Após anos de disputas entre consumidores e construtoras, foi aprovada, em 2018, a lei dos distratos (13.786), com a intenção de apresentar regras claras para esses casos. Entre as principais medidas, ficou definida multa de até 50% sobre o valor pago se alguma das partes desistir do negócio. Até então, os tribunais aplicavam entre 10% e 25%, conforme avaliação de cada juiz.
A lei, portanto, serviu para aumentar as penas e inibir as desistências dos negócios. Com isso, os distratos chegaram a quase 50% das vendas brutas no ápice da crise imobiliária, nos idos de 2015 e 2016, mas hoje são menos de 10%, de acordo com monitoramento da Associação Brasileira de Incorporadoras Imobiliárias (Abrainc).
Entretanto, uma decisão recente do STJ reduziu a multa novamente para até 25%. Além disso, passou a determinar que a construtora deve fazer a devolução dos valores de forma imediata, e não mais só após o término da obra, conforme estabelecido na lei dos distratos.
Tais mudanças não foram unânimes, tendo três votos favoráveis e dois contrários, conforme acórdão assinado pela 3ª Turma do STJ no início de setembro. O caso foi relatado pela ministra Nancy Andrighi.
O que vale mais, distrato ou Código do Consumidor?
A maioria dos magistrados avaliou que o Código de Defesa do Consumidor (CDC) deve prevalecer sobre a Lei dos Distratos porque ele aborda todos os contratos em que há relação de consumo, sendo, portanto, mais amplo que a legislação específica do mercado imobiliário.
A partir daí, os ministros reduziram a multa com base na interpretação do CDC que veda perdas substanciais dos valores pagos pelos consumidores e um eventual enriquecimento sem causa por parte das empresas. "Esta Corte extraiu a conclusão de que é abusiva a perda substancial dos valores pagos na hipótese de resolução do contrato de compra e venda de imóvel por culpa do consumidor, não podendo a retenção ultrapassar 25% dos valores pagos", descreveu a relatora.

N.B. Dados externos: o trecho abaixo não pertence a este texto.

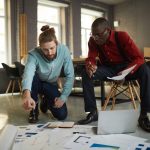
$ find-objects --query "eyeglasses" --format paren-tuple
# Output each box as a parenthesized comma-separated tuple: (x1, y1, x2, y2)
(90, 28, 108, 40)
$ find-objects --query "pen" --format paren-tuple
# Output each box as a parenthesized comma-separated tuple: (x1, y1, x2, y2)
(73, 132, 86, 134)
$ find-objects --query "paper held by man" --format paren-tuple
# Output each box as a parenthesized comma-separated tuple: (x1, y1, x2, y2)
(107, 64, 137, 81)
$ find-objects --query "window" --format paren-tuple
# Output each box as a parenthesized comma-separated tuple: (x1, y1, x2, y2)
(0, 0, 7, 67)
(81, 8, 104, 57)
(38, 0, 67, 44)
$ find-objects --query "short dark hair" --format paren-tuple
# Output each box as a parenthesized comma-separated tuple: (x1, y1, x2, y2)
(92, 17, 110, 29)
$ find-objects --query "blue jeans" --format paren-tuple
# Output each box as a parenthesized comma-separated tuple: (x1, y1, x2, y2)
(31, 74, 67, 120)
(82, 63, 150, 113)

O caso julgado foi um recurso especial de um distrato realizado após a promulgação da nova lei. Mesmo assim, prevaleceu a visão de que o CDC fala mais alto. Ao definir que a lei dos distratos não se aplica nas relações de consumo, os ministros também invocaram a Súmula 543, do STJ, segundo a qual deve ocorrer a imediata restituição dos valores pagos.
Interpretação dos casos
O acórdão da 3ª Turma não representa uma posição consolidada do STJ, nem tem poder vinculante. Isso quer dizer que os juízes de primeira instância não têm a obrigação de segui-lo. Mesmo assim, o acórdão dá subsídios para a interpretação dos casos de maneira diferente da prevista na lei dos distratos. Ou seja: as regras voltaram a ficar incertas, alertaram os advogados.

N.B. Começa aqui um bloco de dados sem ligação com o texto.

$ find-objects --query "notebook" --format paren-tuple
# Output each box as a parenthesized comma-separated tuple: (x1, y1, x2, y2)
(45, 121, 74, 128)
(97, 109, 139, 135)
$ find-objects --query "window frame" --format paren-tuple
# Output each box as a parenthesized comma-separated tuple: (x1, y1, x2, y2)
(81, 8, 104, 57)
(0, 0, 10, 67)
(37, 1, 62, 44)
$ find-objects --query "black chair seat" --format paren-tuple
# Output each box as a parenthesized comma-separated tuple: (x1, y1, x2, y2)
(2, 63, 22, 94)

"Na primeira instância, o juiz pode decidir com base na lei dos distratos ou na súmula do STJ, o que mandar a sua consciência. A grande maioria segue a lei, mas essa nova decisão traz muita insegurança e falta de previsibilidade", disse o advogado Olivar Vitale, sócio do escritório VBD, que atende construtoras, e membro do Instituto Brasileiro de Direito Imobiliário (Ibradim).
Do ponto de vista do consumidor que optou por desfazer o negócio, a decisão do STJ representou uma vitória significativa, pois abriu espaço para multas menores e a restituição imediata dos valores. "Essa decisão deu ao juiz o direito de modular o valor da multa se entender que está abusiva, a fim de trazer maior equilíbrio", afirmou o advogado Marcelo Tapai, especialista em direito imobiliário e defesa do consumidor.
Tapai defende que a construtora não pode ficar com valores substanciais sem uma contraprestação. “Ao comprar o imóvel na planta, é como se o comprador emprestasse o dinheiro para a empresa fazer a construção. O comprador não chegou a usufruir do imóvel. Se tem o distrato, o dinheiro tem que ser devolvido para", enfatizou.
"Eu acredito que a partir de agora vamos ver mais judicialização", acrescentou o sócio do escritório Amatuzzi Advogados, Bruno Amatuzzi, especialista no setor e representante das empresas.
"Os adquirentes de imóveis ganharam uma força para contestação que não tinham antes".
Para as empresas de construção, o distrato é ruim porque o dinheiro recebido com a venda do imóvel na planta é usado na construção. Se tiverem que devolver os valores aos adquirentes, podem sofrer com falta de recursos ao longo da obra.
A multa mais alta inibia esses casos, mas, agora, as cláusulas contratuais com retenções superiores a 25% ficarão sujeitas à nulidade. "Se a empresa devolver o dinheiro antes do fim da obra, vai ter o risco do prédio não ser terminado. É um problema grave que fez empresas quebrarem no passado", ressaltou Vitale.